Jeremy Butler

No. 17, 10, 88
- Position: Wide receiver

Personal information
- Born: April 22, 1991 (age 35) Bradenton, Florida, U.S.
- Listed height: 6 ft 2 in (1.88 m)
- Listed weight: 213 lb (97 kg)

Career information
- High school: Booker (Sarasota, Florida)
- College: UT Martin
- NFL draft: 2014: undrafted

Career history
- Baltimore Ravens (2014−2015); Tampa Bay Buccaneers (2016); New York Jets (2016); San Diego Chargers (2016); Buffalo Bills (2017);

Career NFL statistics
- Receptions: 33
- Receiving yards: 374
- Stats at Pro Football Reference

= Jeremy Butler (American football) =

American football player (born 1991)

Jeremy Butler (born April 22, 1991) is an American former professional football player who was a wide receiver in the National Football League (NFL).
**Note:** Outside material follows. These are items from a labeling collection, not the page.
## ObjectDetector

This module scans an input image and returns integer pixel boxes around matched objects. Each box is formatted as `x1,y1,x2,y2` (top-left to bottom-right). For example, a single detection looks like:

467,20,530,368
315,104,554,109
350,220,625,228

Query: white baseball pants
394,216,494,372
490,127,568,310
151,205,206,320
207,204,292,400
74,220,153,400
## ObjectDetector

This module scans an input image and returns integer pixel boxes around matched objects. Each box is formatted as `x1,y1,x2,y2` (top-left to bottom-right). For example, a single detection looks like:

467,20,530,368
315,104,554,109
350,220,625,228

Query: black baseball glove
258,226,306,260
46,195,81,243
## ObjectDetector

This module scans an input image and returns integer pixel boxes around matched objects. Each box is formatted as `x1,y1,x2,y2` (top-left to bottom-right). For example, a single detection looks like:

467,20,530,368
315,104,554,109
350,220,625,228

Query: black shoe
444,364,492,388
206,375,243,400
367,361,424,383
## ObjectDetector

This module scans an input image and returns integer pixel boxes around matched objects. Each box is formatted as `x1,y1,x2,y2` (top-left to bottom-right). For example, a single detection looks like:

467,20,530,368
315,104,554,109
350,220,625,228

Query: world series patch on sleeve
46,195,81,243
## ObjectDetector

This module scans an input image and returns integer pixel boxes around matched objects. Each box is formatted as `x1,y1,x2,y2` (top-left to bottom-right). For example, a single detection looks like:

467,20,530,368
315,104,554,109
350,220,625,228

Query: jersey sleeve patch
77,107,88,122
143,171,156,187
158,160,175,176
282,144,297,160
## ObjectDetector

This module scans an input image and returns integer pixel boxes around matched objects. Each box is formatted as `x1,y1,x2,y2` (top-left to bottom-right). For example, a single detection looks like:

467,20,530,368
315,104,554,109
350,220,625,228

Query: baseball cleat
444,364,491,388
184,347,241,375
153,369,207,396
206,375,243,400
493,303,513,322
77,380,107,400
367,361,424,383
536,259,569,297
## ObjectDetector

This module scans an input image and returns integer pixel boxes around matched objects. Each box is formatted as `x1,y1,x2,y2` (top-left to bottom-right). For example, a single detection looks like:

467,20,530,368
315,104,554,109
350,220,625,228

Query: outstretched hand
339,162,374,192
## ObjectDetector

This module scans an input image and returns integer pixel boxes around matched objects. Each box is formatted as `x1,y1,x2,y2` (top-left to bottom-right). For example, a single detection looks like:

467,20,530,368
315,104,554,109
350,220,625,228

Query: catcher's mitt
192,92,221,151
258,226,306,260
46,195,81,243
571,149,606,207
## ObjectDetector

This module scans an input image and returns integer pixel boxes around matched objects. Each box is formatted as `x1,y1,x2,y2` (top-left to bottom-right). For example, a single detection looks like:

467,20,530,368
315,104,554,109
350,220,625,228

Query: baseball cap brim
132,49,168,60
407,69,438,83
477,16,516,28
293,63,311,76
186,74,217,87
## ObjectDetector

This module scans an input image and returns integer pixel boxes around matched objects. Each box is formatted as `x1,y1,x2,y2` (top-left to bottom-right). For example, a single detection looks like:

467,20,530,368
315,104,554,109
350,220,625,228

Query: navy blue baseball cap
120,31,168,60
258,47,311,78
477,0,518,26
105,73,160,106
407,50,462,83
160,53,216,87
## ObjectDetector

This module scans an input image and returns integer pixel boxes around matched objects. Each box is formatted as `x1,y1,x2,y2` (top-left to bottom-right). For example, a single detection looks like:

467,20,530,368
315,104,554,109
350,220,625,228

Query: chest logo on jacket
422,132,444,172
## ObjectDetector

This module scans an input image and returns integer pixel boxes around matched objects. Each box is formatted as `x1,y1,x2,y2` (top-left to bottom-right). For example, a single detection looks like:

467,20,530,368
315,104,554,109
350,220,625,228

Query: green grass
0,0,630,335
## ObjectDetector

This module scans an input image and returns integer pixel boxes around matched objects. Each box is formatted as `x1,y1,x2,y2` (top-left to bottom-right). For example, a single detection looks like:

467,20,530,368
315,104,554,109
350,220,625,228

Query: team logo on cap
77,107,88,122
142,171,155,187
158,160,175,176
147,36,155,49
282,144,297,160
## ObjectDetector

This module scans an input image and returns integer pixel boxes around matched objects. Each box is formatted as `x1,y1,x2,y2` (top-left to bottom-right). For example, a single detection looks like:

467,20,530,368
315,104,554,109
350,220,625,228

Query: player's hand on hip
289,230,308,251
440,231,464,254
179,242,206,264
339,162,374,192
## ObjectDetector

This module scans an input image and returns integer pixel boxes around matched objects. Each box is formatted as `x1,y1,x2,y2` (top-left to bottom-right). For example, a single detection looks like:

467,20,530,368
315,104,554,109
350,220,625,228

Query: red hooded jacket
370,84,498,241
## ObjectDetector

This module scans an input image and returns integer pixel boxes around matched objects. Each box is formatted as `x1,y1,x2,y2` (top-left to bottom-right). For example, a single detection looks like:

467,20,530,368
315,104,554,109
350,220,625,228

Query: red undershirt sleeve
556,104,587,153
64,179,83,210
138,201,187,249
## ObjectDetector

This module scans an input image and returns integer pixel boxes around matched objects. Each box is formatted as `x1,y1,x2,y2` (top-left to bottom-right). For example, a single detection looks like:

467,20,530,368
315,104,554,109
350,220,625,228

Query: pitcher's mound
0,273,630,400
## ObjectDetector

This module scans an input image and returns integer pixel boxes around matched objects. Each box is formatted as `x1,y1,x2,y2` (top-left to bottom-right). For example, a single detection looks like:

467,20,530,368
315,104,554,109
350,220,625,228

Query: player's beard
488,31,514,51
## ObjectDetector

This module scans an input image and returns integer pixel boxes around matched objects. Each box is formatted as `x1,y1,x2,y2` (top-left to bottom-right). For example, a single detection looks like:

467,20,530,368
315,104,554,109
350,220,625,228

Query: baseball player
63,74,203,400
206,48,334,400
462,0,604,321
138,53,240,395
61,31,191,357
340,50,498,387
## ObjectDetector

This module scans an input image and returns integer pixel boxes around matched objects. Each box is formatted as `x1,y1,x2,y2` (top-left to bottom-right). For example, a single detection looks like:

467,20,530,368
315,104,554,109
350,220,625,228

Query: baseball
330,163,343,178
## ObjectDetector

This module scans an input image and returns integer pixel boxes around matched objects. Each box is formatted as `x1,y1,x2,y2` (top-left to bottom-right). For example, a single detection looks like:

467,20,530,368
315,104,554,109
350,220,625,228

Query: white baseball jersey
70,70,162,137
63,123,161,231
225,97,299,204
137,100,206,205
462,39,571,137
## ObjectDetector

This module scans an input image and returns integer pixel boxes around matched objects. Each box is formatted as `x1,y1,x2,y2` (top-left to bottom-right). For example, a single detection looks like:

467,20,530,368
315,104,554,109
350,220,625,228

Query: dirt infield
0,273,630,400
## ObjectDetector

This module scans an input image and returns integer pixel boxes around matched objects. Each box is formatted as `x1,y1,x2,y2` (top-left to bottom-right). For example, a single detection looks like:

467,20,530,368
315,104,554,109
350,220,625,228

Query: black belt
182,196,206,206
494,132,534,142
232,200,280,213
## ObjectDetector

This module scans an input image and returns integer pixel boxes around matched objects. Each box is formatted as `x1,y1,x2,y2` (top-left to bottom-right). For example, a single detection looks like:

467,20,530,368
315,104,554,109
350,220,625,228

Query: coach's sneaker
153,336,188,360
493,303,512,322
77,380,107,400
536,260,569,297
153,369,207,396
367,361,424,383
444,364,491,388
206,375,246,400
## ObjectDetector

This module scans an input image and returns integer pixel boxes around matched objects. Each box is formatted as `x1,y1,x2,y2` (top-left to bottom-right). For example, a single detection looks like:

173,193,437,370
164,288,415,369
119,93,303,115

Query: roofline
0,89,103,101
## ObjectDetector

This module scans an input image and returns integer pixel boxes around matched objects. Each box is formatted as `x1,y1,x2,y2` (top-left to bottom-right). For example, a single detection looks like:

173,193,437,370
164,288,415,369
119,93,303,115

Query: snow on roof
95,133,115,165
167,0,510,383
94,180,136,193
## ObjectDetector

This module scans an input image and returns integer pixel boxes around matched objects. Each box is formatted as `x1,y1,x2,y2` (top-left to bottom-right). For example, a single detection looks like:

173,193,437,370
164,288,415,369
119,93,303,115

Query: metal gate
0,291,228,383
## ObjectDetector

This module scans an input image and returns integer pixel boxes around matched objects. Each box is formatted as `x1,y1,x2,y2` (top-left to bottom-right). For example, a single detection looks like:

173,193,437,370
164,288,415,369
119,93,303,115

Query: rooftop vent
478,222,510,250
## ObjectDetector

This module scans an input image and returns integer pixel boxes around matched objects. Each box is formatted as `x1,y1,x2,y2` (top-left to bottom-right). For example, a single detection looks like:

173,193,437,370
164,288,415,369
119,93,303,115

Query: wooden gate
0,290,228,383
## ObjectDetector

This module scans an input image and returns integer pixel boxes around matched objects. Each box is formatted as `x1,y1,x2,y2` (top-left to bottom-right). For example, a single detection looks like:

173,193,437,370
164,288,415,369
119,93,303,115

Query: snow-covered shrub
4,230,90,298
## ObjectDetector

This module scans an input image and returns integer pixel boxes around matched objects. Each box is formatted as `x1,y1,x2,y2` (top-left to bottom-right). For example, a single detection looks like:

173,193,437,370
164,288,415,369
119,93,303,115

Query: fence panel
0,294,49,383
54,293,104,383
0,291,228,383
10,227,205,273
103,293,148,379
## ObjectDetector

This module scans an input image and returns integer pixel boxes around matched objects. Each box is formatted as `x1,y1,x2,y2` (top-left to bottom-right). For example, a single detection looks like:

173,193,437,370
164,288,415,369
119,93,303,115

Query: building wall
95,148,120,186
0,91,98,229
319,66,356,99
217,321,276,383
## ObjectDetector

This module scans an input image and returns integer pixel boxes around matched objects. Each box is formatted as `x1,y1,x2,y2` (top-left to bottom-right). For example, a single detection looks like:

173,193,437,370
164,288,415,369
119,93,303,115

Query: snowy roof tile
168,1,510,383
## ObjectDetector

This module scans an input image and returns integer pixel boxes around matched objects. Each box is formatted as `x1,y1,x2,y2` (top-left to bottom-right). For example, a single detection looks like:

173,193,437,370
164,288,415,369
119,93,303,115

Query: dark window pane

He was signed by the Baltimore Ravens as an undrafted free agent in 2014 and played for them in 2015 and 2016. He played college football for the UT Martin Skyhawks.

==College career==
Butler played at the University of Tennessee at Martin as a wide receiver and earned third-team All-American honors after his improved senior year.

==Professional career==

===Baltimore Ravens===
After going undrafted in the 2014 NFL draft Butler was signed as a free agent to the Baltimore Ravens on May 12, 2014. Butler was placed on the injured reserve list after suffering a shoulder sprain for his rookie season on September 1, 2014.

After returning from injury in his second year, he was expected to compete for a roster spot on the team, however he was released on September 5, 2015 as part of the final roster cuts. He was later re-signed to the practice squad. The Ravens activated Butler from the practice squad on October 26, 2015 as a result of many injuries and he became a frequent contributor to the offense.

On September 3, 2016, Butler was released by the Ravens.

===Tampa Bay Buccaneers===
On September 4, 2016, Butler was signed to the Buccaneers practice squad. He was promoted to the active roster on October 4, 2016. He was released on October 9, 2016.

===New York Jets===
On October 11, 2016, Butler signed with the New York Jets. He was released on October 29, 2016.

===San Diego Chargers===
Butler was claimed off waivers by the Chargers on October 31, 2016.

===Buffalo Bills===
On March 13, 2017, Butler signed a one-year contract with the Buffalo Bills. He was waived/injured on September 2, 2017 and placed on injured reserve.